Long-standing BBC head of specialist factual commissioning Martin Davidson is leaving to set up a new venture “beyond television”.

Martin Davidson

Davidson’s responsibilities will be taken on by head of natural history and specialist factual commissioning Tom MacDonald, who takes on an expanded role with responsibility for all natural history, science, history, religion and business commissions.

Davidson has clocked up 24 years at the BBC. He initially joined in 1988, working on programmes such as The Late Show, Reputations and A History of Britain. After a four-year stint as head of history at RDF Media from 2001 to 2005, he rejoined the BBC as commissioning executive producer, independents, specialist factual.

He took on his current role as part of a major restructure of factual commissioning in March 2015, before which he was head of commissioning for history and business. 

His departure follows that of his wife, former BBC2 controller Janice Hadlow, who left the BBC in January after 29 years.

Davidson holds a raft of commissioning credits including Mary Beard’s BAFTA nominated Pompeii, and factual dramas like BAFTA-nominated The Wipers Times, 37 Days and The Eichmann Show.

He was also key to the development of new factual talent, including Simon Schama, Mary Beard and David Olusoga, whose programme Britain’s Forgotten Slave-Owners won the 2016 BAFTA for Specialist Factual.

Announcing the departure today, acting controller of BBC Factual Commissioning Alison Kirkham thanked Davidson for his “enormous contribution” and said: “All of those who have worked with Martin over the years will miss his expertise, his commitment and above all his enthusiasm for the programmes and people he has looked after”.

MacDonald was also installed in his current role during last year’s restructure. He joined BBC factual commissioning in 2012, having previously executive produced Channel 4’s hit fixed-rig medical documentary 24 Hours in A&E.

His credits include last year’s live natural history event strip Big Blue Live, as well as Attenborough and The Giant Dinosaur, How To Stay Young, Trust Me I’m A Doctor, Inside The Factory, World’s Busiest Railway and an An Hour To Save Your Life.
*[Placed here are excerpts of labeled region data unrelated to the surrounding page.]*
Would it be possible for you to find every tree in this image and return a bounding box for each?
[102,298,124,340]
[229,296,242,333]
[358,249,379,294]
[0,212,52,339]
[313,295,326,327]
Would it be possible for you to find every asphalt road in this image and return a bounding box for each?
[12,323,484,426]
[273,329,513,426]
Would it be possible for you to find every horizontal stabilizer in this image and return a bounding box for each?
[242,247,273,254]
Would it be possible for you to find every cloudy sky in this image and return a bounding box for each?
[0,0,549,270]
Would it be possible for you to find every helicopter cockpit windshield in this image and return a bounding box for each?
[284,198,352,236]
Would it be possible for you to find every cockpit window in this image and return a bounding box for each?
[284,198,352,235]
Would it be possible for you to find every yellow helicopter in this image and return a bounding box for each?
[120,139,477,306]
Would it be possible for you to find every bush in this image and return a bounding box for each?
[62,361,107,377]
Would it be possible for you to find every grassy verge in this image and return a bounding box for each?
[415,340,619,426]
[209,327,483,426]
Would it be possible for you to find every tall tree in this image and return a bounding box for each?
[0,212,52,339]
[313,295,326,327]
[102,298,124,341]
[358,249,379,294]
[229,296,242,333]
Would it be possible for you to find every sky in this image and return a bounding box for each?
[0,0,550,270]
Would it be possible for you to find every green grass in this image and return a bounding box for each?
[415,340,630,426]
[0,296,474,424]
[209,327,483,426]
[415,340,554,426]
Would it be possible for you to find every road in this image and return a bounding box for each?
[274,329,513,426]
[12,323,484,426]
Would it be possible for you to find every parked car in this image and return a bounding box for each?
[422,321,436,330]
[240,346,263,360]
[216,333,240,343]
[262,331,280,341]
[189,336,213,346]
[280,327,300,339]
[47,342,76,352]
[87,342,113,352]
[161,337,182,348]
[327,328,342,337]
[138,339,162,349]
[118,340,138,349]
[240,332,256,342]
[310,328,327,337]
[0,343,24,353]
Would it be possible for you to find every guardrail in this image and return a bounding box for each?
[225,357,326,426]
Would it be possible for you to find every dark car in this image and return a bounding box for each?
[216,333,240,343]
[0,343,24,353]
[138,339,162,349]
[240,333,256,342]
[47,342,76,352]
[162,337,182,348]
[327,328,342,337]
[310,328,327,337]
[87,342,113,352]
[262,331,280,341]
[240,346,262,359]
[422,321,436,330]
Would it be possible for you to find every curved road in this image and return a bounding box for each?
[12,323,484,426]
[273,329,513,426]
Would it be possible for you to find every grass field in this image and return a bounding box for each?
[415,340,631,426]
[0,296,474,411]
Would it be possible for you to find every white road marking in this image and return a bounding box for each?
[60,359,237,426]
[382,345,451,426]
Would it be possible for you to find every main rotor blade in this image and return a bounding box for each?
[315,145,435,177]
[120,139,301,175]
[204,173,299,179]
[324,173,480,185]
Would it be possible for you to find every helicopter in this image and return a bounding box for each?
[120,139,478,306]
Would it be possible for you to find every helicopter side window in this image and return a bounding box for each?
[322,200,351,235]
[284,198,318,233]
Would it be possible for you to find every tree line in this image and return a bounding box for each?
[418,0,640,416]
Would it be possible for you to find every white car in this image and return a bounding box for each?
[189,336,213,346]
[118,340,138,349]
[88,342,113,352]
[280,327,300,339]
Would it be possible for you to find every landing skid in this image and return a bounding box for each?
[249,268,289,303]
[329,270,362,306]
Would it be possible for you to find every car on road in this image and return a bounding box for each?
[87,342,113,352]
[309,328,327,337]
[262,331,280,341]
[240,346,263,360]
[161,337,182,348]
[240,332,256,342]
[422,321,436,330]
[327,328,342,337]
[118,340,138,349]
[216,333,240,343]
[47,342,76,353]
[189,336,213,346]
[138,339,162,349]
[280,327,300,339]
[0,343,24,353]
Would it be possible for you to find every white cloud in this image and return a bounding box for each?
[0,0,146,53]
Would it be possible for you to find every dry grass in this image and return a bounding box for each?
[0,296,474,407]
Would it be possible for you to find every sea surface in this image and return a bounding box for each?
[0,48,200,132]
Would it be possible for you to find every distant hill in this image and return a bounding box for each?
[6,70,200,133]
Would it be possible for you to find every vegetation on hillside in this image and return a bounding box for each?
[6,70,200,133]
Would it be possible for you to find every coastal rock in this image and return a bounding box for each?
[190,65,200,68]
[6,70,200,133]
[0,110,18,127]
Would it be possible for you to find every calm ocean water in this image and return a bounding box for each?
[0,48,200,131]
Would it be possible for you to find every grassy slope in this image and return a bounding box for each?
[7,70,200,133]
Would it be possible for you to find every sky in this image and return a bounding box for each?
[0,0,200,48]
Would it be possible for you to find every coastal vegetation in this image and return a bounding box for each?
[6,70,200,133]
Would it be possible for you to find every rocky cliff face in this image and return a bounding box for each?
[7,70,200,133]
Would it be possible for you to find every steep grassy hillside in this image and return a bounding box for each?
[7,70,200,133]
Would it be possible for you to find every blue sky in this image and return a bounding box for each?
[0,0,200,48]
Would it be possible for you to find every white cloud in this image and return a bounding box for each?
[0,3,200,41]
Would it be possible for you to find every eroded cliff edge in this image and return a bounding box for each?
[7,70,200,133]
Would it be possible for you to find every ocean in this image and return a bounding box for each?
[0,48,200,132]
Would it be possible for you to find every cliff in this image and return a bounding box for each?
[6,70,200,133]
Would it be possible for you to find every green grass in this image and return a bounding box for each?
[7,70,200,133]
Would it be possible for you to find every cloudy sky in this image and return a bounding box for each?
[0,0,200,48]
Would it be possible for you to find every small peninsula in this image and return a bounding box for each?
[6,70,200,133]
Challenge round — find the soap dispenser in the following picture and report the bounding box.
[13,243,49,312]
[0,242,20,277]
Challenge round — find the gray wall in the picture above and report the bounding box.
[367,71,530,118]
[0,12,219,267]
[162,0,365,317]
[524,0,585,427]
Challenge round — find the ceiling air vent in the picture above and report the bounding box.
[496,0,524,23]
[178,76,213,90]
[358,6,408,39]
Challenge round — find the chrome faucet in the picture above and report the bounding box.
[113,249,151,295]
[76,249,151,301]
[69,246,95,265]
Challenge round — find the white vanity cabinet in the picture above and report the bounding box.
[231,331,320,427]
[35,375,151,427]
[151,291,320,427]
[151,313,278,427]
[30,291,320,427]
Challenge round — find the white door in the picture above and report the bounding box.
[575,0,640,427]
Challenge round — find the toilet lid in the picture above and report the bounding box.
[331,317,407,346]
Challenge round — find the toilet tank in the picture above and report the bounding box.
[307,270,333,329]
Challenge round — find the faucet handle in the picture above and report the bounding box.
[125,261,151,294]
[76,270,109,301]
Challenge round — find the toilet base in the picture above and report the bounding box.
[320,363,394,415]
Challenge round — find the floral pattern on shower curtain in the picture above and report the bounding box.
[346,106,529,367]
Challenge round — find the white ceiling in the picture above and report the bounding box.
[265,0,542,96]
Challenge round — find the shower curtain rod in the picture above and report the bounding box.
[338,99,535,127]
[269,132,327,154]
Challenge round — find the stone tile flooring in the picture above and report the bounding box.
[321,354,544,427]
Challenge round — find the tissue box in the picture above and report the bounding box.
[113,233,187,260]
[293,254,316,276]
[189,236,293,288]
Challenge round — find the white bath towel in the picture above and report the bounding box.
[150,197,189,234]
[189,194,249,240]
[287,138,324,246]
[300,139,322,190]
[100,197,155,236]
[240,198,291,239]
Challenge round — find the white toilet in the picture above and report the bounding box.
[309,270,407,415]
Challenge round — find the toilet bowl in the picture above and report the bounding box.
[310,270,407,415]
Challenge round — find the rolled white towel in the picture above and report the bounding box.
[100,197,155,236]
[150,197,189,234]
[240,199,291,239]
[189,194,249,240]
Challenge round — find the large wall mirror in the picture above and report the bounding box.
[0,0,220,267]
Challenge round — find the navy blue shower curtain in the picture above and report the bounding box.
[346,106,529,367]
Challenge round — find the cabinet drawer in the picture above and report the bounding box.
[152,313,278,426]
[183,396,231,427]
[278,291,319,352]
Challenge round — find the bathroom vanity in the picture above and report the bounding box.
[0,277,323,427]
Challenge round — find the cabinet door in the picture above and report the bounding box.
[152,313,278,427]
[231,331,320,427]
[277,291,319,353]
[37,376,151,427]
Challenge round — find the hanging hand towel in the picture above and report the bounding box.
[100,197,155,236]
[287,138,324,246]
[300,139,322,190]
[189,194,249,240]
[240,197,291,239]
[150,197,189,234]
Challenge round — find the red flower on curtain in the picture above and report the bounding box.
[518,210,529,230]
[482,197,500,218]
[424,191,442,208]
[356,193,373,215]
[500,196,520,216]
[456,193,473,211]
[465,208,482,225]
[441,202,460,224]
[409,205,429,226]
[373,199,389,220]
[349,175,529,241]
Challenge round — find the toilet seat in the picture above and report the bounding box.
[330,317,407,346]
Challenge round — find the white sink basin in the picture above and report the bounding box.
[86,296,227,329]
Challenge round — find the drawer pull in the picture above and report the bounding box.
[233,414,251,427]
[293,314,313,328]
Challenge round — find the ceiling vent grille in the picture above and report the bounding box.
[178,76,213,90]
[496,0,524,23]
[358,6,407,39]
He also oversees landmark natural history shows such as Life Story, The Hunt and the forthcoming Planet Earth II. 

Commenting on his appointment, MacDonald said: “I’ve had the most amazing time running natural history and specialist factual formats commissioning and can’t wait to take on this new remit.”

Kirkham said the opportunity to combine both roles would deliver “an even more coherent strategic vision across the BBC’s portfolio of channels,” as well as being more efficient.